Doctors have given Hottie six months to live, but Young reminds her family that it’s only a number. They are hopeful that chemotherapy will help. She has already had one treatment with no adverse effects.
“The doctors say that dogs respond very well to chemotherapy,” Wallsmith said.
Trenton Animal Clinic gave Hottie a Bailey chair, which helps dogs unable to swallow correctly due to diseases such as megaesophagus, another challenge Hottie currently lives with.
Wallsmith’s friends at Big Bend Galvanizing in Trenton have created a GoFundMe account to help raise money for Hottie’s treatments.
“Hottie is more than just a dog,” Dawn Temple wrote in the account description. “She is a hero. She saved many lives; we have no choice but to save hers, and to give her the treatment and respect she deserves.” Young wrote, “Chais told the doctors we don’t care what we have to do, we are NOT giving up, we’re ready for war!”

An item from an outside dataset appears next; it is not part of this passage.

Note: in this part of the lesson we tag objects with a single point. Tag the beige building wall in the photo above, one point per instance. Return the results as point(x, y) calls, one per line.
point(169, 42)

Hottie retired with the rank of sergeant.
Big Bend is also selling T-shirts, which start at $12 for short sleeve and $17 for long sleeve, and barbecue to-go plates on August 25 to help Wallsmith cover Hottie’s medical bills. Young said the military does not offer benefits or financial support for retired service dogs, but the couple has connected with foundations that do provide assistance.
To order a shirt or barbecue, call Big Bend at 562-1260. To make a donation, visit gofundme.com/hottieretired-marine-ied-bomb-dog.
Hottie’s family is grateful for all the help they have received from their families and friends, the community, and Big Bend Galvanizing and to Bruce & Deven King for being instrumental in launching the campaign for Hottie from Glasgow, Mo.